6. Create Some Questions of Your Own
Most interviews will end with your potential employer asking if you have any questions about the job or company. As you do your research, make a few notes about the position and questions that you should ask. Remember, you want to show that you’re knowledgeable about the job and curious about what your future responsibilities will be. The Muse actually created a list of 51 questions that you can ask, including:
- Can you tell me about the team I’ll be working with?
- How would you describe the work environment here—is the work typically collaborative or more independent?
- What are the most important things you’d like to see someone accomplish in the first 30, 60, and 90 days on the job?
7. Give Yourself Extra Time to Arrive
When it comes to job interviews, arriving on time is almost like arriving late. Most employers expect you to arrive 10-15 minutes early, even if they make you wait in the lobby until it’s time for your meeting.
If you’re not a punctual person, or if there are outside factors that you have to contend with (like traffic) give yourself an extra buffer for the interview. It’s better to arrive at the company an hour early and sit in your car or at a coffee shop than to arrive 20 minutes late.
8. Bring Something To Write With
Nothing will make you look more unprepared than arriving without a pen and paper to take notes. From having to sign in when you arrive to completing a writing test, it’s crucial that you have your own materials ready.
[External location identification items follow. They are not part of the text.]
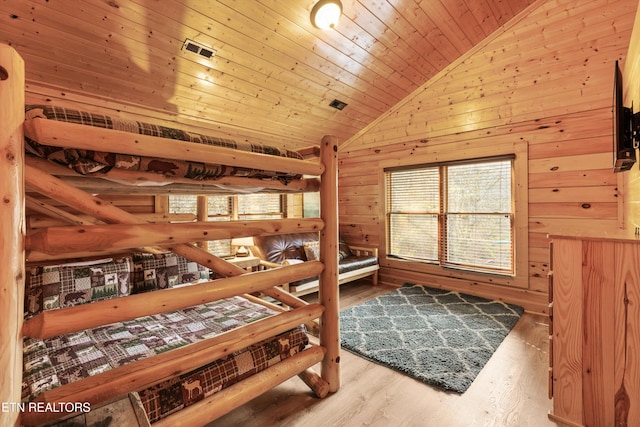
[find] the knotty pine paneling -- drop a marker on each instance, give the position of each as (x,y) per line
(546,80)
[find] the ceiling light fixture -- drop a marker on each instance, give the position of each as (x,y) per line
(326,13)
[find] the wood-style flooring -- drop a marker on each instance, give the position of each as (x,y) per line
(510,391)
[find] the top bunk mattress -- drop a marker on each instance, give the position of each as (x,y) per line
(89,162)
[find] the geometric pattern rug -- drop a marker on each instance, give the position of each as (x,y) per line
(439,337)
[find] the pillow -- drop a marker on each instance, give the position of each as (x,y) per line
(343,250)
(312,250)
(152,272)
(65,285)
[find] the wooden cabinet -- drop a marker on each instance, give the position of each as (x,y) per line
(594,287)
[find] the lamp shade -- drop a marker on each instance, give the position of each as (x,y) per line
(326,13)
(242,241)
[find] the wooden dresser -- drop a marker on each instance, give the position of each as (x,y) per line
(594,293)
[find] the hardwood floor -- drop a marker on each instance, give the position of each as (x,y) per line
(510,391)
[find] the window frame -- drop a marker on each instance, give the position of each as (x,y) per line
(443,213)
(518,151)
(233,215)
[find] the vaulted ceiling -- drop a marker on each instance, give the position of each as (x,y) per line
(273,75)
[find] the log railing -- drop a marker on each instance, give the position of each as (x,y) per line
(151,371)
(62,134)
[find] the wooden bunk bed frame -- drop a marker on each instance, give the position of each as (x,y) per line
(87,236)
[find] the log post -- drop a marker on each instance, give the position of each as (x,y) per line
(328,292)
(12,231)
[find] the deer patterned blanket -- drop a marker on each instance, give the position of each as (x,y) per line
(60,360)
(87,162)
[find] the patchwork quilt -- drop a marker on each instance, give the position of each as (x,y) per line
(61,360)
(87,162)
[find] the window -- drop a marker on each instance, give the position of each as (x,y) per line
(226,208)
(458,214)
Plus, bringing a notebook and pen will allow you to take notes about the job for follow-up questions later.
9. Send a Thank-You Note After The Interview
It takes fewer than 10 minutes to write, address, and mail a thank-you note, so there’s no excuse for skipping this part of the process. Even if they offer you the position then and there, or turn you down immediately, take a few minutes to thank them for their time. It shows that you’re a professional who is respectful of their schedules, and can also remind them of your interview. You’re likely one of many people interviewing for the position, and a thank you card will help you stand out.
10. Follow Up If You Don’t Hear Back
This is the most nerve-wracking part. It’s hard to gauge exactly when you should reach out if you haven’t heard from them, especially if they haven’t given you a window for their decision.
Before you leave the interview, ask for a ballpark figure for when you should expect to hear from them or when they will make their decision. Then, wait three to four days after the window has passed to check in. Businesses rarely function on time, so a gentle reminder can let them know that you’re waiting without seeming too demanding.
Don’t get discouraged if you don’t get called for a follow-up or don’t get the interview. This was great experience and will prepare you for the next one. The best you can do is keep applying and putting your best foot forward until you find a good fit.